- Variety: Ulmus davidiana var. japonica
- Cultivar: 'Thomson'
- Origin: PFRA Nursery, Saskatchewan, Canada

= Ulmus davidiana var. japonica 'Thomson' =

Elm cultivar

Ulmus davidiana var. japonica 'Thomson' is a hardy, cold-resistant cultivar of the Japanese Elm assessed by the Prairie Farm Rehabilitation Administration (PFRA) Nursery (now the AAFC-PFRA&E Shelterbelt Centre) at Indian Head, Saskatchewan, in the 1970s as part of its shelterbelt tree research. .

The tree was one of a number of Japanese Elms planted in an experimental shelterbelt at Indian Head in 1953. These shelterbelt trees were derived from seed taken from two openly pollinated Japanese Elms obtained from Manchuria and planted at Indian Head in 1929. 'Thomson' attained a height of 8 m in 25 years, a rather modest performance compared with Siberian Elm Ulmus pumila and American elm Ulmus americana grown at the same site. Nevertheless, the tree has proved exceptionally hardy.

==Description==
'Thomson' is distinguished by a single trunk bearing a vase-shaped crown, the branches forming strong wide-angled crotches; the bark is dark grey and deeply fissured. The twigs have diamond-shaped fissures that become more apparent on second-year wood, and occasionally sport corky wings. The leaves are borne on 1 cm petioles, and average 7.5 cm in length, obovate to elliptic, with the typical acuminate apex and oblique base; dark green and glabrous, they turn bright yellow in autumn. The samarae are obovate and deeply notched at the apex.

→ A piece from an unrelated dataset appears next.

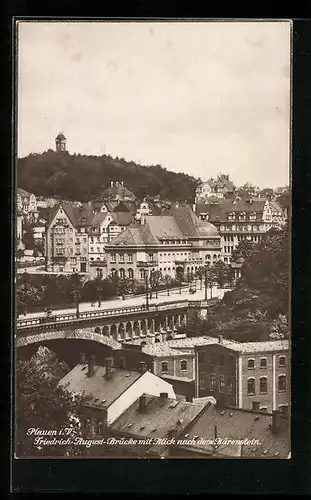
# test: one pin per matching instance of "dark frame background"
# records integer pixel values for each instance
(180, 476)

The species does not sucker from roots.

==Pests and diseases==
'Thomson' displayed a resistance to Dutch elm disease when inoculated by Dr E. S. Kondo of the Canadian Forest Service (CFS) in Sault Ste. Marie; the original tree still survives (2008) and has also proven resistant to elm leaf beetle Xanthogaleruca luteola. Moreover, the tree's foliage was adjudged "resistant" to black spot by the Plant Diagnostic Clinic of the University of Missouri .

==Cultivation==
The tree was usually propagated by grafting on Siberian Elm seedlings. Released for sale in Saskatchewan in 1980, 'Thomson' is no longer in commerce owing to restrictions imposed by the Canadian government on the movement of elms across the country, which severely limited its potential market. 'Thomson' was introduced to the UK in 1980, one of three Canadian cultivars (the others 'Jacan' and 'Mitsui Centennial') imported by the London office of Mitsui & Co. to commemorate the company's centenary. The trees were distributed to Brighton & Hove City Council and the Sir Harold Hillier Gardens (SHHG). However, no record of the planting of 'Thomson' survives; one tree at SHHG was incorrectly labelled simply as 'Mitsui' for 30 years, and could possibly be 'Thomson'.

==Synonymy==
- 'Thompson': In error for 'Thomson'.

==Etymology==
The tree was named for Mr W. B. Thomson, appointed director of PFRA in 1973.

==Accessions==
- North America
- Royal Botanical Gardens, Burlington, Ontario; one tree, planted c.1980.